Lega Nord, riconfermato Reguzzoni fino a dicembre

Marco Reguzzoni

Non c’è stato niente da fare, per il ministro Roberto Maroni: il suo candidato alla presidenza del gruppo leghista alla Camera, Giacomo Stucchi, nulla ha potuto contro il bustocco Marco Reguzzoni, che dallo scontro è uscito riconfermato fino a dicembre. L’attuale capogruppo dimostra di essere il più forte dentro al Carroccio, in preda ad uno scontro intestino senza precedenti, fatto di conflitti al vertice, di commissariamenti, di una base scatenata contro l’alleanza berlusconiana.

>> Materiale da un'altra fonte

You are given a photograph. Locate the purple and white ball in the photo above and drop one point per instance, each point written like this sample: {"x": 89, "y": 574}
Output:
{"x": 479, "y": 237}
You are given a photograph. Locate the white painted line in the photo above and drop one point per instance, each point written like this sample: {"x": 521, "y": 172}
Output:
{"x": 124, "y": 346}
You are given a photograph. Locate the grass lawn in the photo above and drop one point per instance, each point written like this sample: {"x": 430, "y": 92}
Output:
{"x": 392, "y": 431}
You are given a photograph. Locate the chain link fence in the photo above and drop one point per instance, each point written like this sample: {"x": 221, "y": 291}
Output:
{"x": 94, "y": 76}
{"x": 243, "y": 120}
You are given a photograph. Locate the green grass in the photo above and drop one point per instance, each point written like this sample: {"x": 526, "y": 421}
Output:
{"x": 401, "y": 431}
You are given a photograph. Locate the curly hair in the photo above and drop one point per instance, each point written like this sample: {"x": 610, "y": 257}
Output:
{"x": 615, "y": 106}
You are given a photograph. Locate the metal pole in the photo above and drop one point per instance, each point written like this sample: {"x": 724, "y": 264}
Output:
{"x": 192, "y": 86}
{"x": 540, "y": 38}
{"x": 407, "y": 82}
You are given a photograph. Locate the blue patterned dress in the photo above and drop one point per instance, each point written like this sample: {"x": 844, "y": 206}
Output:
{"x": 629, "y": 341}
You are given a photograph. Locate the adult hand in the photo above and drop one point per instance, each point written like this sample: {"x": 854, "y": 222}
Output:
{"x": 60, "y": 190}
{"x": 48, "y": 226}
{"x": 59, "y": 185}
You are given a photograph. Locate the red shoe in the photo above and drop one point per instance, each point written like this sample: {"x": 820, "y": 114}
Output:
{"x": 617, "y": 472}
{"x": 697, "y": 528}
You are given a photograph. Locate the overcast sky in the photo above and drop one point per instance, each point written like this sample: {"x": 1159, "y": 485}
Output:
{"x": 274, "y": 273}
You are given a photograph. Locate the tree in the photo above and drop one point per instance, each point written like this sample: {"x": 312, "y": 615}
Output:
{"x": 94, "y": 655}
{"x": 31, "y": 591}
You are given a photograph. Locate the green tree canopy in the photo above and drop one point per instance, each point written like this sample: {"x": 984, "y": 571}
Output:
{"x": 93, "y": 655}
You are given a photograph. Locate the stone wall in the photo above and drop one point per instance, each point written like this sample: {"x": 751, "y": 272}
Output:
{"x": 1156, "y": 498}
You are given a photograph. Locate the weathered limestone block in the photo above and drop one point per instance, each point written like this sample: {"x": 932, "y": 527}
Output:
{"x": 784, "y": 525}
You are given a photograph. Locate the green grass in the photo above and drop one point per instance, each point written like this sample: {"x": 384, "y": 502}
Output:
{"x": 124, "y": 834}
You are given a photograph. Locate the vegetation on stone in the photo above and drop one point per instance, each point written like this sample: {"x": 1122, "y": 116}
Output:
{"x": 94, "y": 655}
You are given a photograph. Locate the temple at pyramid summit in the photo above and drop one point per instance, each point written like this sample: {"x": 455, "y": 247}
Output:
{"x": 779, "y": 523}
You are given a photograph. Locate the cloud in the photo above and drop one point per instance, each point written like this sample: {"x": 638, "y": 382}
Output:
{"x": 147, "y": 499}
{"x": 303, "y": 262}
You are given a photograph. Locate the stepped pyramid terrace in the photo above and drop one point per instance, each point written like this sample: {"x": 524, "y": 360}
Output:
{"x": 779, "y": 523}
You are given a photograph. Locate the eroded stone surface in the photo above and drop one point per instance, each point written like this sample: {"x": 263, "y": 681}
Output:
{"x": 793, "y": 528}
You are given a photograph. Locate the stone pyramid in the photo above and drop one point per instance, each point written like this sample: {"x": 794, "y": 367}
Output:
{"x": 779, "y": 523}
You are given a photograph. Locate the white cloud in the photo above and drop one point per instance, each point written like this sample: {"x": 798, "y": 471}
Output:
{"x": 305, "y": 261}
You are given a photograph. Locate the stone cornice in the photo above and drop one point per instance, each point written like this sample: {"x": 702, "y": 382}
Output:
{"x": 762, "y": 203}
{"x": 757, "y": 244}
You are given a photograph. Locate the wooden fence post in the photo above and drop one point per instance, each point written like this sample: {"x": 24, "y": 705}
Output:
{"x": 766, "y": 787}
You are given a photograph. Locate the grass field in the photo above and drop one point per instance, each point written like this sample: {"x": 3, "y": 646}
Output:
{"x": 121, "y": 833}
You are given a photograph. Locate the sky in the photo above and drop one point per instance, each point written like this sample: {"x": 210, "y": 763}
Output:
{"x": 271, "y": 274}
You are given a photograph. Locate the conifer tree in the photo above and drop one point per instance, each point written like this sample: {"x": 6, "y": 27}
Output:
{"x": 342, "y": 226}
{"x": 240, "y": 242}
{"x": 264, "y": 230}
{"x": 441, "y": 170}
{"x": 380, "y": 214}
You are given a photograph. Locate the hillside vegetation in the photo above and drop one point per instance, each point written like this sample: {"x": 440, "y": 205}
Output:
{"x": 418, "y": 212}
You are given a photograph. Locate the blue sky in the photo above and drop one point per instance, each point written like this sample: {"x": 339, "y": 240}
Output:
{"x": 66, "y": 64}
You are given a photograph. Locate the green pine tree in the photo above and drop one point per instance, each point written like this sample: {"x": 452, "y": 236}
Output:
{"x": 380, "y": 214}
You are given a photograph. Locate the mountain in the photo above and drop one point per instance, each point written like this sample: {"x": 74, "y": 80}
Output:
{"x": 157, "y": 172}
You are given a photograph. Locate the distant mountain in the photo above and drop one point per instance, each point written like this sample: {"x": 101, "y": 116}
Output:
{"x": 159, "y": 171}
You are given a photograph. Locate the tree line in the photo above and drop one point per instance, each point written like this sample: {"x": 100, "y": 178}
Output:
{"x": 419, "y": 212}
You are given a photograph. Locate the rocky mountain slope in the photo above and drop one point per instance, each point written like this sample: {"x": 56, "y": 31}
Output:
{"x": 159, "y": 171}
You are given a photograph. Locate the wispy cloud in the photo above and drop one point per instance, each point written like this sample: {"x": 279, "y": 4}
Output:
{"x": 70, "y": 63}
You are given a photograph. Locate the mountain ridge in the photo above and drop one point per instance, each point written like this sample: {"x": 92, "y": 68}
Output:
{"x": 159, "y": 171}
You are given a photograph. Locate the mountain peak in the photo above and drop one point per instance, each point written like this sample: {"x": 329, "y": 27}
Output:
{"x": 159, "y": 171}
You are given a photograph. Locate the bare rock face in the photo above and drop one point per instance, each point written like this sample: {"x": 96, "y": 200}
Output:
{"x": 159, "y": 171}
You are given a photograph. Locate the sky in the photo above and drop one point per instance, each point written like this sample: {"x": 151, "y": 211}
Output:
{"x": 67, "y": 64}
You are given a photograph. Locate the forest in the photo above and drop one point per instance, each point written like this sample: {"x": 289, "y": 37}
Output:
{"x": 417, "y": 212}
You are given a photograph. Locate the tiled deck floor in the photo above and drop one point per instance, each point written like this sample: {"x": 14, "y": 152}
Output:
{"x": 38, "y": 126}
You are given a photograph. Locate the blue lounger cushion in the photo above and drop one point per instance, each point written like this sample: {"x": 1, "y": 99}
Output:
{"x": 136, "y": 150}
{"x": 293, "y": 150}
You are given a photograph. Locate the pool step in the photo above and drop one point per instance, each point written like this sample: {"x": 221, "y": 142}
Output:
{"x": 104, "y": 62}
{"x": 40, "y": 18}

La conferma di Reguzzoni è avvenuta per acclamazione, ma nella riconferma è stata fondamentale la posizione assunta da Bossi, che ha evitato che si arrivasse allo scontro e alla divisione con il voto. Una votazione che, invece, era ben vista da Maroni e da un gruppo di deputati che, però, hanno ottenuto un limite temporale al mandato di Reguzzoni.

Un ulteriore episodio di uno scontro in atto. Che ha registrato richieste di commissariamento per Lombardia e Veneto, e pressioni per sostituire il segretario della Lega Lombarda, Giancarlo Giorgietti. C’è poi l’impegno del gruppo dei veneti, reduce dai successi delle amministrative e in cerca di riconoscimenti nel partito. Scosse sismiche che il Senatur finora è riuscito a bloccare senza spaccature nel partito.